Contribution

Observing that regular CNNs exhibit translational invariance but suffer from rotational variance, the authors propose a CNN architecture based on steerable filters (called SFCNN) featuring rotation equivariance. Employing their approach circumvents the need for rotation in data augmentation and reduces the ‘sample complexity’ of the network. The authors’ main argument in support of equivariance properties of a network is that by doing so, the hypothesis space (i.e. the possible transformations found in the data) is reduced which simplifies the learning task.

Steerable Filters

A filter \(\Psi\) is rotationally steerable if “its rotation by an arbitrary angle \(\theta\) can be expressed” in terms of rotations applied to a set of atomic basis functions \(\{\psi_q\}^Q_{q=1}\) resulting in

\(\rho_\theta\Psi(x) = \sum^Q_{q=1} \kappa_q(\theta)\psi_q(x)\).
The authors choose circular harmonics as the atomic basis functions:

\(\psi_q \equiv \psi_{jk} = \tau_j(r) e^{\mathrm{i}k\phi}\).
A specific learned filter is obtained by linear combination of these basis functions using weights \(w_{jk} \in \mathcal{C}\) (\(\mathcal{C}\) denotes the set of complex numbers) learned by the network:

\(\tilde{\Psi}(x) = \sum^J_{j=1} \sum^{K_j}_{k=0} w_{jk}\psi_{jk}(x)\).

By choosing the learned weights to be complex, they induce rotations of the basis functions with respect to each other.

Network architecture

Output features on intermediate layers are obtained by so-called group convolutions which are a natural extension of spatial convolutions to “general transformation groups”. The group convolution is obtained by “a spatial convolution, rotation and linear combination” (denoted \(\mathcal{R}_\phi\)).

Experiments

Rotated MNIST

Left - The test error saturates for more than 12 filter rotations. Also increasing the number of training samples improves performance as expected. The authors point out that an increase from 2 to 4 discrete filter rotations gives the same improvement as doubling the number of training samples. This supports their argument of a limited hypothesis space.
Right - Training on conventional MNIST, testing on samples rotated by the particular angle on the horizontal axis. SFCNN with 16 rotation angles.
- a. Even with augmentation the CNNs do not achieve as good performance as SFCNNs.
- b. Augmentation leads to decrease of performance even for testing on unrotated data sets for CNNs, but not for SFCNNs.
- c. SFCNNs exhibit a better “rotational generalisation” than conventional CNNs.

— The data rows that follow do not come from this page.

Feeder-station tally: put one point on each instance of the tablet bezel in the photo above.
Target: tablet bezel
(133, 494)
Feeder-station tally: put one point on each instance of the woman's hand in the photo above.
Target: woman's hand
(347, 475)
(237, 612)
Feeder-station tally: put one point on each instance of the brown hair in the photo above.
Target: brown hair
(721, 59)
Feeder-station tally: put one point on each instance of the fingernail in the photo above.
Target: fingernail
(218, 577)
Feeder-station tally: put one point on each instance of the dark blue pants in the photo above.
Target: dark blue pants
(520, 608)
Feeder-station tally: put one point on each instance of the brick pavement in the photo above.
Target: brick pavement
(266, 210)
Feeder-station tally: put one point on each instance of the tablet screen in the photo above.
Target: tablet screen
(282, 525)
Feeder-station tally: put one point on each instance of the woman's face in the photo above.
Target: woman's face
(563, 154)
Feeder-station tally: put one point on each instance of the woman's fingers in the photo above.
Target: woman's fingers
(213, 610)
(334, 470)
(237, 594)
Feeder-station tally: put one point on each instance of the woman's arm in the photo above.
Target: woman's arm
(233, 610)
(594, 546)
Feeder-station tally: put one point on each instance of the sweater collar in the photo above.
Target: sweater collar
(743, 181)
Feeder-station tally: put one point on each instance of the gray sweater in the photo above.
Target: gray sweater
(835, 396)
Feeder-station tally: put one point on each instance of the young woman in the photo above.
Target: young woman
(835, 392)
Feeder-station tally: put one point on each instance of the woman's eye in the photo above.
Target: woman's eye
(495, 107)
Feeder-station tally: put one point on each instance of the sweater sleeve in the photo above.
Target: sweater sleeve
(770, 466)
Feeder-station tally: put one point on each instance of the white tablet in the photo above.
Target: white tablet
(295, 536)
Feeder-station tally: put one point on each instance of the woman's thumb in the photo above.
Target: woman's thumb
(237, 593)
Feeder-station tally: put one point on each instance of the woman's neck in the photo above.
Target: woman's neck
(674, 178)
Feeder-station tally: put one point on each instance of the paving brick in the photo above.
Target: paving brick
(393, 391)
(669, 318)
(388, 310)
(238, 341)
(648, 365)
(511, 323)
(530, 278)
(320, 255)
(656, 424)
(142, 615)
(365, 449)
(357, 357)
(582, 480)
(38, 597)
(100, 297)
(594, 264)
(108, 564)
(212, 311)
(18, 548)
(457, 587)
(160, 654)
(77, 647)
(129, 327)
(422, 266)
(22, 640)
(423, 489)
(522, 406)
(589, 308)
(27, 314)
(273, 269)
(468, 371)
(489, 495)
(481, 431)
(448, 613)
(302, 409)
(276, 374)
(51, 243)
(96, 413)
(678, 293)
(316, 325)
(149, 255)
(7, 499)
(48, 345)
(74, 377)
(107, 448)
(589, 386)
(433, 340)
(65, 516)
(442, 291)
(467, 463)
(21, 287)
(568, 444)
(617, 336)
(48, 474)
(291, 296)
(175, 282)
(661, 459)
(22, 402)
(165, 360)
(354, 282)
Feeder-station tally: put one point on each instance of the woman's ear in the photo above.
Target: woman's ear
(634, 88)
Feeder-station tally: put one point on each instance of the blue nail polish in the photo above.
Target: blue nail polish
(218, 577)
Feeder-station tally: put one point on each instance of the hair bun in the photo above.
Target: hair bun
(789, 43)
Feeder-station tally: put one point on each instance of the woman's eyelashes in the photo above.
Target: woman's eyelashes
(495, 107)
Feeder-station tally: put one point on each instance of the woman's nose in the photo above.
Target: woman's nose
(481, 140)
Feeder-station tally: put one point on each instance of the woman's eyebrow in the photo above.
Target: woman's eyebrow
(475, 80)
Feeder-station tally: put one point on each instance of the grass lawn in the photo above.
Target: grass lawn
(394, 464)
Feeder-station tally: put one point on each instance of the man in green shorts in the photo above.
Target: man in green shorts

The method outperforms the state of the art on the rotated MNIST data set. (Note: Especially, the proposed initialisation of the weights has an impact on performance.)

ISBI 2012 2D EM segmentation challenge

A SFCNN architecture with 17 rotation angles is used to segment images as the one on the left. Training data was augmented (among other transforms) by rotations of \(\frac{\pi}{2}\).
The author’s submission was rated by the challenge organisers and achieved top 3 performance based on the challenge metrics.